Eu égard aux conséquences qu’a sur la situation d’un étranger, notamment sur son droit à se maintenir en France et, dans certains cas, à y travailler, la détention du récépissé qui lui est en principe remis après l’enregistrement de sa demande et au droit qu’il a de voir sa situation examinée au regard des dispositions relatives au séjour des étrangers en France, il incombe à l’autorité administrative, après lui avoir fixé un rendez-vous, de le recevoir en préfecture et, si son dossier est complet, de procéder à l’enregistrement de sa demande, dans un délai raisonnable.

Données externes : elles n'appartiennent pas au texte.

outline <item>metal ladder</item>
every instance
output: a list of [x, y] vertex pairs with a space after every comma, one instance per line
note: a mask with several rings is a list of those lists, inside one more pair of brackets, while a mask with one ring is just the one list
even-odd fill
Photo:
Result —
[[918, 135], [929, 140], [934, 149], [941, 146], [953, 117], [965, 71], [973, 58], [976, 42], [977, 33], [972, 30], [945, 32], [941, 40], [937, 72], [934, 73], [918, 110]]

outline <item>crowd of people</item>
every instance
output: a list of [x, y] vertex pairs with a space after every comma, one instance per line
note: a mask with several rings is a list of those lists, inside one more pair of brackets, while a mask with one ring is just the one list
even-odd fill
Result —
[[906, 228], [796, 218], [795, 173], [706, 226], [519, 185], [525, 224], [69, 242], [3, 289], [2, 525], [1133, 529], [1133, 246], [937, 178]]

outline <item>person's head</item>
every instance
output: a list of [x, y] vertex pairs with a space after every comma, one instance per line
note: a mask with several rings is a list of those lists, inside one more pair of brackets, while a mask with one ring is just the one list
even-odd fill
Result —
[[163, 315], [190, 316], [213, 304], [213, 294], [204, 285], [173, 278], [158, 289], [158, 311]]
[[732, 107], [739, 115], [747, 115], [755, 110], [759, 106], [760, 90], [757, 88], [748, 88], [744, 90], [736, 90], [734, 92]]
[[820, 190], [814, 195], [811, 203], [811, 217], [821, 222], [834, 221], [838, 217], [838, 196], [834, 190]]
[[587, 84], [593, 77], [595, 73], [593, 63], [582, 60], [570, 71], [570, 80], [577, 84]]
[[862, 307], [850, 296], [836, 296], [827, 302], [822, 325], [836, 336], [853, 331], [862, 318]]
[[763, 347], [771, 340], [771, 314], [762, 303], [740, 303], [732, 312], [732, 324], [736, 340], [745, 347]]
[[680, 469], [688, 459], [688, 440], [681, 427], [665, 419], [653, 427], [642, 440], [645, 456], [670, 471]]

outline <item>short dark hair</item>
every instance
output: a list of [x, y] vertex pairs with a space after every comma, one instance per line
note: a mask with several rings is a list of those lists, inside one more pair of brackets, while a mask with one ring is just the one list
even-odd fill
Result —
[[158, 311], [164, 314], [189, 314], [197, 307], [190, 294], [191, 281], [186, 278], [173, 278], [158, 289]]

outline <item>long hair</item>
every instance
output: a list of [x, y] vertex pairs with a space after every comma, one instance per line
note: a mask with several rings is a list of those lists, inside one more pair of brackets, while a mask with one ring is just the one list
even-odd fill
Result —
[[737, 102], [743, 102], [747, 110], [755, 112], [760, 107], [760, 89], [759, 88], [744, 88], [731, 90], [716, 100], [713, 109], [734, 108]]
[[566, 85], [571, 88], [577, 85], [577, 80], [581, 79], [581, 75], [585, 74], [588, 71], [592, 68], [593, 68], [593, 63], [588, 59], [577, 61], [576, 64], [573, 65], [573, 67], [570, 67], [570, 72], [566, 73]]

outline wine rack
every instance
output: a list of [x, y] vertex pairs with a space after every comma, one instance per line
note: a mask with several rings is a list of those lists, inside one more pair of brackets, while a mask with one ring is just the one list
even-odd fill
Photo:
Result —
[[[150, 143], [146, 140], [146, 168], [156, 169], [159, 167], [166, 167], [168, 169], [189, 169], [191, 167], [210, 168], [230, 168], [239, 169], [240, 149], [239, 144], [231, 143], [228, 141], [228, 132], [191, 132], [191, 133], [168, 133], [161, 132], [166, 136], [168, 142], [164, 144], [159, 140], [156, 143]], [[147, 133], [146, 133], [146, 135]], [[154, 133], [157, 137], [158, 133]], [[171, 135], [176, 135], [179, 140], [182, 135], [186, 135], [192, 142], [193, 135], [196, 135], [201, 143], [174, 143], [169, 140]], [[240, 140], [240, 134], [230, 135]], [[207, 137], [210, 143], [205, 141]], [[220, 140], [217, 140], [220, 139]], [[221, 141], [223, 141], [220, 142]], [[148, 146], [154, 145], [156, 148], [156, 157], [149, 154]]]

Lorsque le rendez-vous ne peut être obtenu qu’en se connectant au site internet de la préfecture et que l’étranger établit qu’il n’a pu obtenir une date de rendez-vous, malgré plusieurs tentatives n’ayant pas été effectuées la même semaine, il peut demander au juge des référés, saisi sur le fondement de l’article L. 521-3 du code de justice administrative, d’enjoindre au préfet de lui communiquer, dans un délai qu’il fixe, une date de rendez-vous. Il appartient alors au juge des référés d’apprécier et de motiver l’urgence compte tenu de l’incidence immédiate du dysfonctionnement sur la situation concrète de l’intéressé. La condition d’urgence est ainsi en principe constatée dans le cas d’une demande de renouvellement d’un titre de séjour. Dans les autres cas, il appartient au requérant de justifier de circonstances particulières caractérisant la nécessité pour lui d’obtenir rapidement ce rendez-vous. Si la situation de l’étranger le justifie, le juge peut préciser le délai maximal dans lequel celui-ci doit avoir lieu. Il fixe un délai bref en cas d’urgence particulière.

Il résulte de l’instruction, d’une part, que la demande de Mme A... tendant à ce que le juge des référés enjoigne le préfet de Mayotte à lui délivrer un titre de séjour ne tend pas à ordonner une mesure provisoire et excède la compétence du juge des référés. D’autre part, à l’appui de sa requête tendant à ce que le juge des référés agisse auprès du préfet de Mayotte pour que soit instruite sa demande de titre de séjour, Mme A..., ressortissante malgache née le 9 mars 1963 à Ambatondrazaka (Madagascar), justifie insuffisamment, en se bornant à produire les certificats de dépôt de pré-demande et deux courriers recommandés adressés au service de la préfecture, le 16 avril 2023 et le 22 novembre 2024 des démarches concrètement accomplies par elle, depuis cette époque, pour tenter d’obtenir le rendez-vous nécessaire à l’enregistrement de sa demande de titre. Ainsi, il n’apparaît pas que l’intéressée se soit heurtée à une anormale inertie de l’administration à la suite de ses démarches insistantes de sa part, alors qu’en outre à la suite de sa demande formulée en 2023, elle avait obtenu un rendez-vous le 22 décembre 2023.

Par suite, la saisine du juge des référés ne satisfait pas à la condition d’urgence requise pour la mise en œuvre de la procédure de l’article L. 521-3 du code de justice administrative et il y a lieu de rejeter la requête par application de l'article L. 522-3 précité du code de justice administrative, y compris les conclusions présentées sur le fondement de l’article L. 761-1 du même code.


ORDONNE :


Article 1er : La requête de Mme A... est rejetée.

Article 2 : La présente ordonnance sera notifiée à Mme B... A....


Fait à Mamoudzou, le 12 janvier 2026.


Le juge des référés,




Ch. BAUZERAND


La République mande et ordonne au préfet de Mayotte en ce qui le concerne ou à tous commissaires de justice à ce requis en ce qui concerne les voies de droit commun contre les parties privées, de pourvoir à l’exécution de la présente décision.